To make sure I didn’t put my own thumb on the scales during a moment of urgency (a character got poisoned, the PCs burgled a guild’s treasure room, and then left bodies in a public square during the escape), I wrote a small table to determine when upcoming events would be resolved:
1d6 hours til Saartu succumbs (one is almost over) [4, so 3 left]
1d6 hours til Literati stage attack [2] (4 thugs)
1d6 hours til Literati clean up (remove) ink treasure [1]
1d6 hours til Literati re-staff brothel [4]
1d6 hours til Barbers/Flesh-Tailors reach out [2] (5 thugs)
1d6 hours til Watch arrives in square [1], 5 soldiers
The players got drawn into organized crime by their actions, so I prepared “Lounge Temple of Asvraki,” “Grave Matters,” and “Temple of Lies” (two drug/cult fronts and a weird heist), but then the PCs left the city to save themselves from mummy rot and did not return. The hook that worked was the tale of a curative temple on an island, Brad Kerr’s “The Sunbathers.” A weather roll (the main rains of the monsoon arrived) altered that scenario substantially.
Mechanics and Mechanical Errors
I realized that in BSH hordes of low-HD creatures are extremely dangerous (with average abilities meaning players were hit about 50% of the time, even by weak creatures). I added the house rule (explicitly rejected in the BSH rulebook) that PCs with higher level than HD, also got a bonus to hit equal to the difference, although this was tricky to work in the VTT as a roll-under system, and sometimes I forgot to apply the modifier.

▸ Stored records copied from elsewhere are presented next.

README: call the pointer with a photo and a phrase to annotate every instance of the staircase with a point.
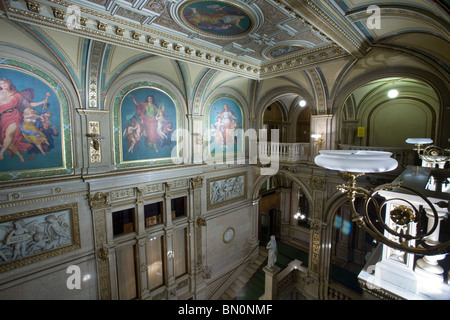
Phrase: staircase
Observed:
(241, 286)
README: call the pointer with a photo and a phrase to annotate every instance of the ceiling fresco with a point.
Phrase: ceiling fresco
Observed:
(253, 38)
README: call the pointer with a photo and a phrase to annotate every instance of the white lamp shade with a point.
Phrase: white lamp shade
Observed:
(419, 141)
(361, 161)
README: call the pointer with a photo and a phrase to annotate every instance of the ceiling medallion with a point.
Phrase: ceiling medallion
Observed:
(284, 50)
(218, 19)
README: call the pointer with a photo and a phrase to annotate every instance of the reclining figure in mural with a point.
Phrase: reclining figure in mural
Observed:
(151, 123)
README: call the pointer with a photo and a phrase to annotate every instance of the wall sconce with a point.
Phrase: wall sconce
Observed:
(198, 138)
(319, 138)
(299, 215)
(355, 163)
(95, 140)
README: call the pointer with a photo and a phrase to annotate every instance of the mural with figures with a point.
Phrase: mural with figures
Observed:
(225, 190)
(39, 234)
(225, 118)
(216, 18)
(32, 136)
(148, 123)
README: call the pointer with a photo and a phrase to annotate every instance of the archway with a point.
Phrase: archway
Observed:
(281, 198)
(385, 112)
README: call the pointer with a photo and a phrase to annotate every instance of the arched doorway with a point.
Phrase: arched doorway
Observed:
(284, 211)
(273, 120)
(385, 112)
(303, 129)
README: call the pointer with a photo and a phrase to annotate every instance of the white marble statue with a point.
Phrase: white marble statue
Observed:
(273, 251)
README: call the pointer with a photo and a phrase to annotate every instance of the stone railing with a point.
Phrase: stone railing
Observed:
(286, 152)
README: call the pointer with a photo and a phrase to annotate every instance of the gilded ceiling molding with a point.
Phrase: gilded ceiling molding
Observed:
(302, 60)
(100, 25)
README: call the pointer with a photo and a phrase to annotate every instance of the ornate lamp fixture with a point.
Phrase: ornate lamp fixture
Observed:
(394, 229)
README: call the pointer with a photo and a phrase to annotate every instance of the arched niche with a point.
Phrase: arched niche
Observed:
(370, 117)
(437, 85)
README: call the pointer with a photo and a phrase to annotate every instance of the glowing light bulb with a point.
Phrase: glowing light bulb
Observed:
(393, 93)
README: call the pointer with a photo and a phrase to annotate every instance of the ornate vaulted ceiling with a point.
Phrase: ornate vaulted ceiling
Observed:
(254, 38)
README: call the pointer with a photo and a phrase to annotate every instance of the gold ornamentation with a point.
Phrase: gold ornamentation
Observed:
(120, 31)
(94, 134)
(33, 6)
(164, 43)
(101, 25)
(201, 222)
(197, 182)
(99, 200)
(58, 14)
(135, 35)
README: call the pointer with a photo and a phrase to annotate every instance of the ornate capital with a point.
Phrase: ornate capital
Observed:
(197, 182)
(99, 200)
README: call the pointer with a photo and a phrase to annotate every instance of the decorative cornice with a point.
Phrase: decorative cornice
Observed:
(120, 31)
(105, 28)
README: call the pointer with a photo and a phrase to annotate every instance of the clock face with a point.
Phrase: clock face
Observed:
(228, 235)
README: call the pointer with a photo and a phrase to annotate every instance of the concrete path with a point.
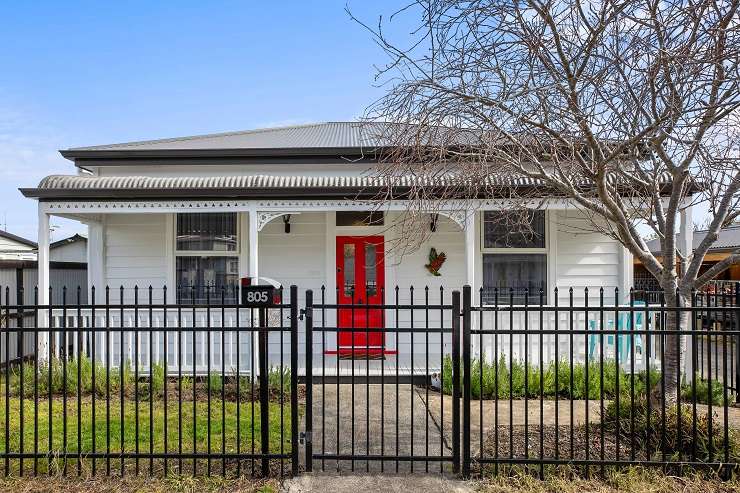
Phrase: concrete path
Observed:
(385, 483)
(404, 421)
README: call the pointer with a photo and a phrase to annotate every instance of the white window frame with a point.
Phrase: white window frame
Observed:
(546, 250)
(207, 253)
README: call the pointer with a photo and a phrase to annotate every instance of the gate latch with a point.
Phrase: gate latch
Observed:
(305, 437)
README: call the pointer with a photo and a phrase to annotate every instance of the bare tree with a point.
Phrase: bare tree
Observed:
(626, 108)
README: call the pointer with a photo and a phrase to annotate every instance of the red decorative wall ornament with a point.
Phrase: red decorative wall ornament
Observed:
(435, 261)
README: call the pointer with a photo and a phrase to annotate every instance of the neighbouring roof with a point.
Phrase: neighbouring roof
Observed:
(332, 141)
(237, 186)
(729, 239)
(18, 239)
(314, 135)
(66, 241)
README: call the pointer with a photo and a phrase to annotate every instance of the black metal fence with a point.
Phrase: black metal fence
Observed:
(597, 384)
(371, 404)
(471, 382)
(131, 384)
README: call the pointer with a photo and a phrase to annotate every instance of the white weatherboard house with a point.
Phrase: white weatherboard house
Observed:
(292, 204)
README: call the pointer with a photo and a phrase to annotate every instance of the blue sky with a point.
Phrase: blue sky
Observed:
(85, 73)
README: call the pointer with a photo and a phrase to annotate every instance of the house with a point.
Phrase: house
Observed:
(296, 204)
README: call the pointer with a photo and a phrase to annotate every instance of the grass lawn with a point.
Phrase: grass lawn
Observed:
(138, 484)
(121, 434)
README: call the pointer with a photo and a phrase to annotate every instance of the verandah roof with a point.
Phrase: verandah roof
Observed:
(241, 186)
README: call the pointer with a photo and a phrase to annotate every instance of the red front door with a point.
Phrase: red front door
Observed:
(360, 282)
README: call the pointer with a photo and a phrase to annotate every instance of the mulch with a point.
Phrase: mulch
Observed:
(517, 442)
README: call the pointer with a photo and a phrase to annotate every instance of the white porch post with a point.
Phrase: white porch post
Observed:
(253, 246)
(43, 280)
(95, 260)
(686, 245)
(254, 273)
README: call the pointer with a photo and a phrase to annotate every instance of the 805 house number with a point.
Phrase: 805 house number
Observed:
(257, 296)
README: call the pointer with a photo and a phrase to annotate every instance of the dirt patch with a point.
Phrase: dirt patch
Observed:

I mixed up from time-to-time during play auto-degrades and roll-to-degrade for Doom dice, and forgot to have Doom rolls during fumbles. I also sometimes rolled what should have been player-facing dice. (27 years of rolling for monster attacks is a hard habit to break!) I altered rules about demon- and spirit-summoning and then reversed myself, but this didn’t really matter, since none of the continuing players had those backgrounds. Because of all the missing that had occured in combats, I buffed the character generation stats, which roughly meant +1 to each ability. I composed a 900-word email explaining the rules-changes and the math. Maybe that was why the second player left the campaign….
Downtime and Reputation
I used Gearing’s Reputation system (d20 for the City of Thieves, a new d20 for a region when the PCs left and hung around elsewhere, and a d10 for a subsequent village). The first table was about half-filled by the time the party left, and less-significant events were slowly greyed out.![]() |
| City of Thieves Reputation |
Carousing failures gave PCs a step bonus to the doom die, but the only failed carousing roll was by a player that dropped out. I was sloppy enforcing the BSH rule of two actions per downtime, and downtime was often not simple, as the sessions ended in a way that had no in-world break before the next action.
Missed Opportunities
The characters almost defeated a mummy at low level–the opportunity was there–but they ended up fleeing and missing out on grabbing a relic. Another pair of opportunities went wanting: a death-minstrel offered to produce commemorative doggerel if they were to die spectacularly, and gave them a sample (a hook to Hyena Child, set in the home city of one of the PCs), but survivors never returned to get his remembrance. I wrote a list of 24 romances, adventures, and treatises–just the titles–to serve as interesting library finds, hooks and helpful lore, but no libraries were investigated. One character tried a drug that led to a vision that was an obscure hook. I probably didn’t make the cults interesting, life-like, or deep enough to draw in the players.
Fronts
For a while I kept track between sessions of “off-screen” materials: the snake godlet’s movements, the freed mummy’s actions, the relative struggles of the crime-guilds, and the City of Thieves cults the players had interacted with (or been part of). This was done with a summed 2d6, with 6-8 being a status-quo type roll, and a 2 or 12 equalling great disaster or success, respectively, up to my interpretation. After it became evident that the party was straying further and further from this base, I grew lax in this recordkeeping/mini-game. Once the players became itinerants, I rolled for a few more new “off-screen” actors, but those were never revisited either.